Though Picasso and Braque remained crucial to the full development of Synthetic Cubism, they were no longer the only ones involved. The most important figures at this point were Fernand Léger and Juan Gris. Léger took Cézanne at his word, combining in his Cubist phase cylinders, spheres, and cones to create quasi-analytical spatial images. Gris started out from abstraction in order to arrive at reality. He painted almost exclusively still lifes. Picasso, Braque, and Gris also influenced Albert Gleizes and Jean Metzinger, who published the first book on the new style under the title Du Cubisme. Sonia and Robert Delaunay developed Cubism further, crossing the boundaries of abstraction with their rhythmic and dynamic Orphic color harmonies.
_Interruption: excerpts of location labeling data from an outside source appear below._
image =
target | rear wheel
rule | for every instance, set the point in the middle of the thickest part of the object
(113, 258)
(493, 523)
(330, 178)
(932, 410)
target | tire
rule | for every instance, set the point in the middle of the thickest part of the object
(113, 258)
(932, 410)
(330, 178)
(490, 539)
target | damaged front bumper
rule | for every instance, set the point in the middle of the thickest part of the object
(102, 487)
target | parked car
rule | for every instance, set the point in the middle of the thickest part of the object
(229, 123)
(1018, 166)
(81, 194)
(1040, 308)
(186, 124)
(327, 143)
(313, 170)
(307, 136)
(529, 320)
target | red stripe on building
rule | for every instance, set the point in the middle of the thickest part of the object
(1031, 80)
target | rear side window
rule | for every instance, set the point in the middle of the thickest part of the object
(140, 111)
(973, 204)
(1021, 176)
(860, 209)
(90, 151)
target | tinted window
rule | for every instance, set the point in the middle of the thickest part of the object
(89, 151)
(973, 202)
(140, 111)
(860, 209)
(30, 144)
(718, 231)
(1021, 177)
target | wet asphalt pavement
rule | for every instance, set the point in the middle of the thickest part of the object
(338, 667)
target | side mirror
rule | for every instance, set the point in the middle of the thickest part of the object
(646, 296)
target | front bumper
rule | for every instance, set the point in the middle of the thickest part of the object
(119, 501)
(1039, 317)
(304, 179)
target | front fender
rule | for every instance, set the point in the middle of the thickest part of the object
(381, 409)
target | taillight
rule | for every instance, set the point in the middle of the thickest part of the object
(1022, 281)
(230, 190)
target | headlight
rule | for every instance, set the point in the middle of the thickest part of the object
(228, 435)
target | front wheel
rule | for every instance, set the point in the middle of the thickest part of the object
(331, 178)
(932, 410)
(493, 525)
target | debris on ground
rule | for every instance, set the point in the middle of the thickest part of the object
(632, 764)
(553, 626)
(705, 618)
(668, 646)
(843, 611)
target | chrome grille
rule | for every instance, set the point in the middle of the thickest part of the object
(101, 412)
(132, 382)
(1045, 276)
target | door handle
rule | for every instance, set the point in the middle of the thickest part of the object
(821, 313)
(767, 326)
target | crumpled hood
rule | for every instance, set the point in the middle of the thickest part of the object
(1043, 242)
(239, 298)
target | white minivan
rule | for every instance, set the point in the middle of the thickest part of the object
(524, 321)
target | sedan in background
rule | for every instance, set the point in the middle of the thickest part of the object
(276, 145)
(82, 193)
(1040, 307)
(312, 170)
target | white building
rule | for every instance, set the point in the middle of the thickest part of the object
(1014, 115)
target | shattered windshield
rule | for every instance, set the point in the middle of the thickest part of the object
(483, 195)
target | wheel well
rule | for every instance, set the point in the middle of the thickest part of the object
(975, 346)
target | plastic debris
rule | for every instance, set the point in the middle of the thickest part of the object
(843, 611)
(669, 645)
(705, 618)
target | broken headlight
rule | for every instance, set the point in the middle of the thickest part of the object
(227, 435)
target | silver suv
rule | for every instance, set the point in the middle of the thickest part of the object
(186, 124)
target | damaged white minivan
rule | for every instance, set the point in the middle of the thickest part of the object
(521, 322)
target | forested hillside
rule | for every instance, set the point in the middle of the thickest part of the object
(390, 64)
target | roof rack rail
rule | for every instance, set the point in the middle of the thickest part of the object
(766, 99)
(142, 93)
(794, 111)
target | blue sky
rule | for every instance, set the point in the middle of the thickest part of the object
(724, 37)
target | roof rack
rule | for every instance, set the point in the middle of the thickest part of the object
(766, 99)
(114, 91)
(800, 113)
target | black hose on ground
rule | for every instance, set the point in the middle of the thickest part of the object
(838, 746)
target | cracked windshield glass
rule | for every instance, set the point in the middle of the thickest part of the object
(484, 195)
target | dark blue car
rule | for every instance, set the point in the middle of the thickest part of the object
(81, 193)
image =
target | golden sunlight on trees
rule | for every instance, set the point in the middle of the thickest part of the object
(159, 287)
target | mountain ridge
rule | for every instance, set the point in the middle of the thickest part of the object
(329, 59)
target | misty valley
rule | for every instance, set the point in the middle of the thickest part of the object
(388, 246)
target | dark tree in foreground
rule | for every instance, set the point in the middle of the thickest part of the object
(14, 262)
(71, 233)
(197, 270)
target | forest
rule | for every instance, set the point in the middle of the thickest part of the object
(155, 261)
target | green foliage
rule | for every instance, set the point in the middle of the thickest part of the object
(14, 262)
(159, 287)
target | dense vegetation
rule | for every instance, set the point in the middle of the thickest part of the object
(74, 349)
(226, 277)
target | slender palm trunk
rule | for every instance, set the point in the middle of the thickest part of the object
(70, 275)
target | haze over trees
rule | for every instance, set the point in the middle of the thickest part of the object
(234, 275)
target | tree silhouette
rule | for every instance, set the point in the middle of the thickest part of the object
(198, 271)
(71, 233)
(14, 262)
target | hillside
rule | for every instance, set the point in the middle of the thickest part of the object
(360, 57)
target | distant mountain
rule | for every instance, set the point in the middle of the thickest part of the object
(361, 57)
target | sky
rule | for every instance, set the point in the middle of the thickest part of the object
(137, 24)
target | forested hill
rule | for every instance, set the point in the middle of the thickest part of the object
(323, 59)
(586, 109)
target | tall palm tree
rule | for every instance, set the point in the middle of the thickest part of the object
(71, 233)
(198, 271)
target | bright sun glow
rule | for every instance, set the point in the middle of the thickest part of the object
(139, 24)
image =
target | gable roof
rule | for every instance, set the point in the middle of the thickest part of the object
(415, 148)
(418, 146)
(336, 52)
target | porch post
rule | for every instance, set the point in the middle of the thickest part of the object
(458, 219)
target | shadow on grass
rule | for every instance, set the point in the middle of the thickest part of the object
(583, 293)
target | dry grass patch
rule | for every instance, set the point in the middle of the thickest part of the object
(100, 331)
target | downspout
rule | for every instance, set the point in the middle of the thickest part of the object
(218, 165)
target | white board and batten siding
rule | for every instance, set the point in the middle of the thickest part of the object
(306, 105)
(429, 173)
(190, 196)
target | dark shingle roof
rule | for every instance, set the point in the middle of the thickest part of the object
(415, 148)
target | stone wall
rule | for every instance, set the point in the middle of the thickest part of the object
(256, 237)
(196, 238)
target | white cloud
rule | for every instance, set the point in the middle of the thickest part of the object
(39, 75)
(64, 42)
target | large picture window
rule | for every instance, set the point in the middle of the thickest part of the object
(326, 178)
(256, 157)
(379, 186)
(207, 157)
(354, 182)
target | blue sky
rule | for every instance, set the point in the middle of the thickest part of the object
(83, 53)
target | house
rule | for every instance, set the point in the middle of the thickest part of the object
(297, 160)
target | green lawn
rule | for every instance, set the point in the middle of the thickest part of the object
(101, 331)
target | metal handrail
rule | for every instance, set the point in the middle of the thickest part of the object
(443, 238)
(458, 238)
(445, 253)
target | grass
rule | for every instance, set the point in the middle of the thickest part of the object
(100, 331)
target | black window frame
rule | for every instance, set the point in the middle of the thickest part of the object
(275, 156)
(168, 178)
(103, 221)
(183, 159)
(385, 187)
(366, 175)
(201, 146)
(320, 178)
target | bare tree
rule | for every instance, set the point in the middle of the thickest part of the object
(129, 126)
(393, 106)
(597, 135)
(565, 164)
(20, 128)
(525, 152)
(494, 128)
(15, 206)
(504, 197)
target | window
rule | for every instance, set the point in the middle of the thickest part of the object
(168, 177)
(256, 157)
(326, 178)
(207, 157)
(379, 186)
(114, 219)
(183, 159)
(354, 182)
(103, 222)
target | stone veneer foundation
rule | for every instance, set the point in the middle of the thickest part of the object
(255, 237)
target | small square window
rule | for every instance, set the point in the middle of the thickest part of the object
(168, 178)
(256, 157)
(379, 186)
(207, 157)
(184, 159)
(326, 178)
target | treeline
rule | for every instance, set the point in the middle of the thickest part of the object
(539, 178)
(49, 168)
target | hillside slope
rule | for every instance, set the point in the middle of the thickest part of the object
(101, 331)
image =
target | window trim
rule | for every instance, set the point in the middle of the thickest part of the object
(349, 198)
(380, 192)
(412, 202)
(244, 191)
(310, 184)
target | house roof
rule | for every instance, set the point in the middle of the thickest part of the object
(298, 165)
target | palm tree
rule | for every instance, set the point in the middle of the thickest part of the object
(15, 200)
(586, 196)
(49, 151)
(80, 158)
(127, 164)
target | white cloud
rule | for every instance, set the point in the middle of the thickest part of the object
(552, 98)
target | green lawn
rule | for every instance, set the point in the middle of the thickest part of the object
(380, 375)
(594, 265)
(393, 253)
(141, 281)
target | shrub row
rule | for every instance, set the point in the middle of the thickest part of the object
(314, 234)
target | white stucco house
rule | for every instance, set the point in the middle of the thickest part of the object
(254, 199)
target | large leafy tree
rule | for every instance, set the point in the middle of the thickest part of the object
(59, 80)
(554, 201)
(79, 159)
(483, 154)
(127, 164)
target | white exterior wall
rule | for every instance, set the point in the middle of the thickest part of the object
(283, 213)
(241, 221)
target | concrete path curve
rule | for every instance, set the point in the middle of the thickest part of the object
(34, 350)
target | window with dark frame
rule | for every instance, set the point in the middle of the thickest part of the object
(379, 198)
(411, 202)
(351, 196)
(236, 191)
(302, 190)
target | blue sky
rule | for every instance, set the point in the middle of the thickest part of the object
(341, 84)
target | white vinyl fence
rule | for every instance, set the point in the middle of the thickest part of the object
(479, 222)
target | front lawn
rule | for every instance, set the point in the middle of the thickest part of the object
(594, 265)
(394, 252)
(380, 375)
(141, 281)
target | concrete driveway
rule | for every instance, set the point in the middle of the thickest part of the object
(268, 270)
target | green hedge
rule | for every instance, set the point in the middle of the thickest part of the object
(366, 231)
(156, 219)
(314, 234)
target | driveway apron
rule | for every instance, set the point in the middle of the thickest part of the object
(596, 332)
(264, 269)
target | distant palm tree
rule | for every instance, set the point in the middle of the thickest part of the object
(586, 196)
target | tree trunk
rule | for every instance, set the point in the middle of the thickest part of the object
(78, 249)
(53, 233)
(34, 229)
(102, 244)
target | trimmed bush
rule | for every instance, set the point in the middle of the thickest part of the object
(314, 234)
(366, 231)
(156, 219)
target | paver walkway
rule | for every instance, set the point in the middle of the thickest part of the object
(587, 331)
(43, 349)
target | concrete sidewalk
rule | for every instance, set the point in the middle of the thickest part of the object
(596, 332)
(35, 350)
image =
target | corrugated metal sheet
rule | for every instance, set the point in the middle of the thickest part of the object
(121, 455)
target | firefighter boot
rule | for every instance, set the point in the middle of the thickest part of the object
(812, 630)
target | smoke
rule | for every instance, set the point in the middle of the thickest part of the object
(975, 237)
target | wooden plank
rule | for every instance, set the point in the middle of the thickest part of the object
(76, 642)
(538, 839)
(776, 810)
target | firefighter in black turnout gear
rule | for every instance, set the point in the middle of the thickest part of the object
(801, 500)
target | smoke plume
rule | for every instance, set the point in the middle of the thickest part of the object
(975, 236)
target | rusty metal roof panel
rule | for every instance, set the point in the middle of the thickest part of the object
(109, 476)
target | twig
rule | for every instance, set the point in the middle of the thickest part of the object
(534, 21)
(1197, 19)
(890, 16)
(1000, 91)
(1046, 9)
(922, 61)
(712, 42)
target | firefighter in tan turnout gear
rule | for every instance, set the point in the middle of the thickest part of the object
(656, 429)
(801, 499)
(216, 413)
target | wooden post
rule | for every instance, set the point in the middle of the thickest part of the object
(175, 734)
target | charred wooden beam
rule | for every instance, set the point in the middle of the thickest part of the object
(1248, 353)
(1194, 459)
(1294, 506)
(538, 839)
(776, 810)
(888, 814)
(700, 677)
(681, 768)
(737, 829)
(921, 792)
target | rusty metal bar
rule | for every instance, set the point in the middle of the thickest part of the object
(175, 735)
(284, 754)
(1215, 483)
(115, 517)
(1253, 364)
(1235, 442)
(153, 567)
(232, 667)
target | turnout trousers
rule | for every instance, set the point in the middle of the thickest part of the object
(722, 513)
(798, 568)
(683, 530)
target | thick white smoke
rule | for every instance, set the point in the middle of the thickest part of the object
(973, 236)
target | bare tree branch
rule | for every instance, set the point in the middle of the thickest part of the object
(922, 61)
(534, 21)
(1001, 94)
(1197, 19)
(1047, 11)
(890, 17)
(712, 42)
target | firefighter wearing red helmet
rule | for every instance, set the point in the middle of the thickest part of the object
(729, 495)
Cubism took issue with the very boundaries of art, and marked the transition from objective to abstract painting. It gave the impetus for the whole of European avant-garde art before 1914. People like Marcel Duchamp, inventor of the Readymades, and the Bauhaus artist Oskar Schlemmer, both started out as Cubists. Lionel Feininger developed the movement further. It had a direct influence on the Italian Futurists, the Expressionsts of the Blaue Reiter and Die Brücke groups in Germany, and the Russian Cubo-Futurists. Cubism in the narrow sense of the term ended with the beginning of the First World War; but the artistic attempt to come to terms with it continued throughout the whole of the twentieth century—from Dada, through Pop Art, to Postmodernism.